I believe that, provided the pin number is a constant, digitalReadFast(N) will compile to a single assembler instruction.
Yes, or at least the minimum possible number of instructions.
Unlike AVR which has dedicated I/O instructions, ARM has only general purpose load and store instructions. The I/O registers have atomic set and clear registers, which digitalWriteFast() uses, so only a single store instruction is generated. But at least 2 other instructions are needed, to initialize one register with the address and another with the data. Then the store instruction happens, using those 2 values. Neither can get encoded directly into the instruction, as is done on AVR for the first few 8 bit ports.

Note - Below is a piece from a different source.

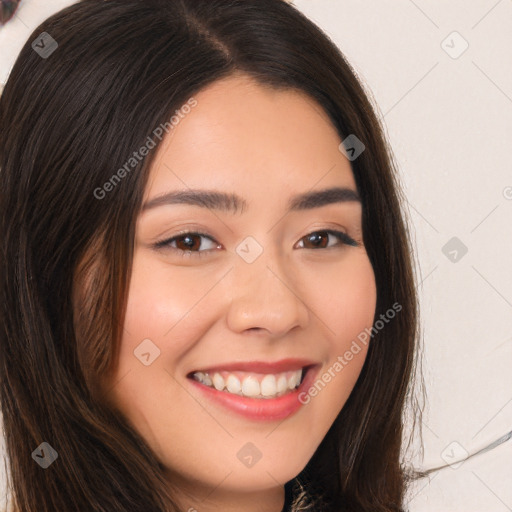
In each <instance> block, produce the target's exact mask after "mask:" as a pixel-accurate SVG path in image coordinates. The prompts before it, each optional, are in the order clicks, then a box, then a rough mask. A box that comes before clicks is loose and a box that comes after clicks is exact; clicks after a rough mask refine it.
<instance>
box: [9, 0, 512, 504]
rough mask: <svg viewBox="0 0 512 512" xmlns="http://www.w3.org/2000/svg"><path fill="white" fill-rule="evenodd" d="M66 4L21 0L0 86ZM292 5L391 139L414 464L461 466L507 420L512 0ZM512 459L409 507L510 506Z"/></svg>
mask: <svg viewBox="0 0 512 512" xmlns="http://www.w3.org/2000/svg"><path fill="white" fill-rule="evenodd" d="M71 3H73V2H71V1H69V0H22V2H21V5H20V8H19V11H18V13H17V15H16V17H15V18H14V19H13V20H12V21H10V22H9V23H8V24H7V25H5V26H4V27H3V28H0V84H1V83H4V82H5V81H6V79H7V76H8V73H9V70H10V69H11V67H12V64H13V63H14V59H15V57H16V55H17V53H18V52H19V50H20V49H21V46H22V45H23V43H24V42H25V40H27V39H28V37H29V36H30V34H31V33H32V31H33V30H34V29H35V28H36V27H37V25H38V24H39V23H40V22H41V21H43V20H44V19H45V18H46V17H47V16H49V15H50V14H52V13H53V12H55V11H57V10H59V9H60V8H62V7H64V6H66V5H69V4H71ZM295 5H296V6H297V7H298V8H299V9H300V10H302V11H303V12H304V13H305V14H306V15H307V16H308V17H310V18H311V19H312V20H313V21H315V22H316V23H317V24H319V25H320V27H322V28H323V29H324V30H325V31H326V32H327V33H328V34H329V36H330V37H331V38H332V39H333V40H334V42H335V43H336V44H337V45H338V46H339V47H340V49H341V50H342V51H343V53H344V54H345V55H346V57H347V59H348V61H349V62H350V63H351V64H352V65H353V67H354V68H355V70H356V72H357V73H358V75H359V77H360V78H361V80H362V81H363V83H364V85H365V87H366V89H367V91H368V92H369V94H370V95H371V96H372V97H373V102H374V103H375V104H376V106H377V107H376V108H377V110H378V114H379V116H380V118H381V119H382V121H383V123H384V126H385V129H386V132H387V135H388V137H389V140H390V143H391V146H392V148H393V151H394V155H395V158H396V162H397V164H398V167H399V170H400V173H401V180H402V182H403V187H404V190H405V195H406V197H407V202H408V204H407V205H406V206H407V209H408V212H409V216H410V218H409V222H410V225H411V230H412V234H413V238H414V244H415V247H416V253H417V254H416V260H417V271H418V276H419V278H418V284H419V286H418V290H419V292H420V298H421V317H422V318H421V321H422V332H423V345H424V364H423V366H424V368H423V371H424V376H425V381H426V391H427V397H428V403H427V407H426V410H425V414H424V419H423V446H424V458H423V459H421V458H420V457H417V458H416V459H415V460H414V461H413V462H414V465H415V467H417V468H429V467H437V466H438V465H442V464H444V463H445V462H450V463H452V464H453V462H455V461H456V460H457V459H458V458H463V457H465V454H466V453H467V452H469V453H473V452H475V451H478V450H479V449H481V448H483V447H484V446H486V445H488V444H489V443H491V442H492V441H494V440H496V439H498V438H500V437H502V436H503V435H504V434H506V433H507V432H510V431H511V430H512V372H511V369H512V343H511V342H512V229H511V225H512V161H511V157H510V152H511V149H512V0H499V1H497V0H457V1H453V0H452V1H449V2H448V1H446V0H435V1H427V0H414V1H413V0H385V1H383V0H379V1H377V0H373V1H369V0H364V1H363V0H357V1H356V0H296V1H295ZM454 31H456V32H458V34H460V36H459V35H457V34H453V32H454ZM443 41H444V42H443ZM466 44H467V45H468V47H467V49H466V50H465V51H464V52H463V53H461V52H462V50H463V49H464V47H465V46H466ZM450 54H451V55H450ZM459 54H460V55H459ZM453 237H457V239H458V241H457V242H456V244H459V247H455V248H452V247H449V248H448V249H445V252H446V253H447V254H448V256H446V255H445V254H444V253H443V247H444V246H445V244H446V243H447V242H448V241H449V240H450V239H452V238H453ZM460 243H463V244H464V245H465V246H466V247H467V253H466V254H464V255H463V256H462V257H461V255H462V252H461V250H460ZM454 249H455V251H456V252H453V250H454ZM450 251H451V254H450ZM450 258H452V259H453V258H456V260H457V261H455V262H454V261H451V260H450ZM511 461H512V440H509V441H507V442H505V443H503V444H501V445H500V446H498V447H497V448H495V449H493V450H491V451H488V452H486V453H483V454H481V455H478V456H476V457H474V458H472V459H470V460H467V461H465V462H463V463H462V464H461V465H460V466H454V467H448V468H446V469H444V470H442V471H438V472H434V473H432V474H431V475H430V478H429V479H423V480H421V481H419V482H417V484H416V485H415V486H414V487H413V488H412V489H411V492H410V495H409V497H408V508H409V511H410V512H426V511H429V512H431V511H436V512H506V511H507V510H508V511H512V485H511V483H512V463H511Z"/></svg>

Depending on your surrounding code, often the compiler will move those other 2 initialization instructions outside of loops, so it can reuse the values if you're doing more than 1 digitalWriteFast(). But if you're calling other functions or doing a lot of math that requires keeping many local variables or temporary results, or even similar expressions used multiple times, the compiler might decide those registers are better allocated to speed up your other code. Then it would put the initialization near the store instruction.
DigitalReadFast does the same, with a single load instruction. It returns 0 or 1, but since it's inline, if your surrounding code only checks boolean true vs false, the compiler will optimize away the conversion from the bitmask to specific numerical values 0 or 1.
Doesn't the K20 have an interrupt cause-choice of "EITHER" for edge detection?
Yes, the pin interrupt hardware supports rising, falling, or both edges, as well as both low and high level sensitive. Details are in section 11.14.1 of the reference manual.